What's an additional VIA among friends, anyhow?

It's more a matter for systems with an MMU. For example, a page may be mapped copy-on-write; the bus error input would be asserted to roll-back the instruction and cause the bus error exception handler to be branched to, which would then copy the page, update one of the page tables to point to the new page, and mark it writable in both process' address space. The processor then returns from the exception handler which restarts the instruction.

In the case of a pipelined architecture, errors cause the instruction, plus any in any lower pipeline stages, to be nullified (I.E. they will not cause any processor state changes) and emit a signal which indicates to the control unit that an exception has occurred. In the case of multiple stages firing exceptions simultaneously, the highest stage (I.E. first instruction in sequence) has priority.

_________________
http://WilsonMinesCo.com/ lots of 6502 resources
The "second front page" is http://wilsonminesco.com/links.html .
What's an additional VIA among friends, anyhow?

Does the 65816's ABORTB pin do this job? It says that the instruction completes but without any register updates, then the machine takes an interrupt. So the interrupt handler can fixup and restart the instruction.

I'm not sure how hard that is to implement but I see the timing on the 816 demands that it must be valid before the rising edge of phi2 - that must be a clue.

The nice thing about an FPGA implementation is that the memory decode can be on-chip and therefore more easily fast enough to respond within half a cycle.

Similarly, it seems to me that a memory interface on chip could handle niceties like prefetching and aligning (and sign extending), if necessary using RDY to hold up the core. It still has to handle reads of locations not yet written back, and handle uncacheable writes to peripherals, so it interacts with the memory decode, but maybe it's a distinct unit separate from the core.
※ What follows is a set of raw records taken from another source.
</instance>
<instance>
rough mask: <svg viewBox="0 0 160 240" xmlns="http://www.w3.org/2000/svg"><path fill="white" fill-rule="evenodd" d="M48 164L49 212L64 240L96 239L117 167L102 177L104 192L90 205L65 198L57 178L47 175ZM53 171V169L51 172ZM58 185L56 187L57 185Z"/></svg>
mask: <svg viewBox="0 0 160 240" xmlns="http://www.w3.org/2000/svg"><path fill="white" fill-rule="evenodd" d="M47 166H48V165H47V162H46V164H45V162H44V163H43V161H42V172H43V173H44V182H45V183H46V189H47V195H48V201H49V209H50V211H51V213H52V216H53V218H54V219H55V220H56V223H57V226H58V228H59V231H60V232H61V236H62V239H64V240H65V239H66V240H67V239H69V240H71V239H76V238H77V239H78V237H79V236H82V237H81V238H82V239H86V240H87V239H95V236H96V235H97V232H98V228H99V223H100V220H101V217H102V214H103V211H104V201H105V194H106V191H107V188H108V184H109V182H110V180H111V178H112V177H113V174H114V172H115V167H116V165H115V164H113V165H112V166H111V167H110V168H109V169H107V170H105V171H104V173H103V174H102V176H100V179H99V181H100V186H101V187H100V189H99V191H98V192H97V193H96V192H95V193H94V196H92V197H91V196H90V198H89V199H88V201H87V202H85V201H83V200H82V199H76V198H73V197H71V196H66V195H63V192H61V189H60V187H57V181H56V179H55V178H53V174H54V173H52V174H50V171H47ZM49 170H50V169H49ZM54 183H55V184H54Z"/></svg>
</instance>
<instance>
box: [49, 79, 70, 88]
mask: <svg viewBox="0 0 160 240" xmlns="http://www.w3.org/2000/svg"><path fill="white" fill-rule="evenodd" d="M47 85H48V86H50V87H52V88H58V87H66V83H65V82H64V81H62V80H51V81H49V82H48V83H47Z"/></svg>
edit: fixup sense of ABORTB and RDY

Relevant to the subject of incremental enhancements, a historical note:

The 6516 has been mentioned in a previous thread. It was never made, but was floated by Synertek as an enhanced 6502.

There's an article about it (from 1980) on page 36 in issue 23 of Micro
http://www.6502.org/documents/publications/micro/
and some reader comments on page 62 of issue 26.
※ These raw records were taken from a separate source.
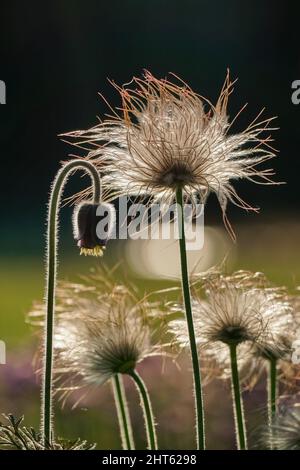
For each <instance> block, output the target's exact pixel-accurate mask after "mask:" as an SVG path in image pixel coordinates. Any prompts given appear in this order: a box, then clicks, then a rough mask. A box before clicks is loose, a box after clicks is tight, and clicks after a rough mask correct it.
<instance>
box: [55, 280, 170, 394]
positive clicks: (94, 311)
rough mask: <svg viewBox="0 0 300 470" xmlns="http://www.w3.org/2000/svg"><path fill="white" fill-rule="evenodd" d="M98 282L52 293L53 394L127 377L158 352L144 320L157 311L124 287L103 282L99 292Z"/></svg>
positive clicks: (72, 285) (65, 283)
On the subject of implementations: I have a fondness for the unreasonable idea of putting something 6502-like on a CPLD, but if you take a practical view and choose an FPGA, you'll find capacity is not a problem at all. They are all surface mount though, and the higher capacities are not in socket-friendly packages.

But it turns out that there are suppliers of DIP-mounted FPGA boards, which promise to make breadboardable design possible.
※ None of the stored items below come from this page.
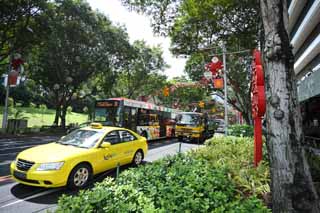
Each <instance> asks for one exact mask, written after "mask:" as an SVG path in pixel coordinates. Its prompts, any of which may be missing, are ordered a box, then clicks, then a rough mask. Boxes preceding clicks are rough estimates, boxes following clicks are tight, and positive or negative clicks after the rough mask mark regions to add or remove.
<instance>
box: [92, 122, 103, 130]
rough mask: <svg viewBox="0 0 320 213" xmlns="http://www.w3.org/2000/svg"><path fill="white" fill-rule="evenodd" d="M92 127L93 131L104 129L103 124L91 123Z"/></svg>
mask: <svg viewBox="0 0 320 213" xmlns="http://www.w3.org/2000/svg"><path fill="white" fill-rule="evenodd" d="M90 127H91V128H92V129H102V124H101V123H91V124H90Z"/></svg>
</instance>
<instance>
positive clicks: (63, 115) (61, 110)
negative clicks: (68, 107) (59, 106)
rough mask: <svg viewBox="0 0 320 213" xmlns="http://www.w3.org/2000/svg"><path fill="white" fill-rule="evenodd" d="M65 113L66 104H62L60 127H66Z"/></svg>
mask: <svg viewBox="0 0 320 213" xmlns="http://www.w3.org/2000/svg"><path fill="white" fill-rule="evenodd" d="M66 115H67V106H66V105H63V106H62V109H61V117H60V118H61V127H62V128H64V129H65V128H66Z"/></svg>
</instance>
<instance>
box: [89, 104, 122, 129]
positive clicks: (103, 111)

For example, OHO have a Spartan-3 XC3S200 plus 512kx8 SRAM on a small module 23,5x47mm with a 24 pin DIL plug. (EUR 70)

Also Enterpoint have a series of 100k gate or 500k gate FPGA on DIL28 to DIL40 with 5v tolerant I/Os (GBP40 to GBP60) and by way of illustration there's an 8088 replacement available on such a board.

So for pincount up to 40 there's a very usable way forward.

There's a whole set of interesting modules at Trenz

(All these happen to be UK or Germany, but I imagine similar things can be found elsewhere or these ones shipped.)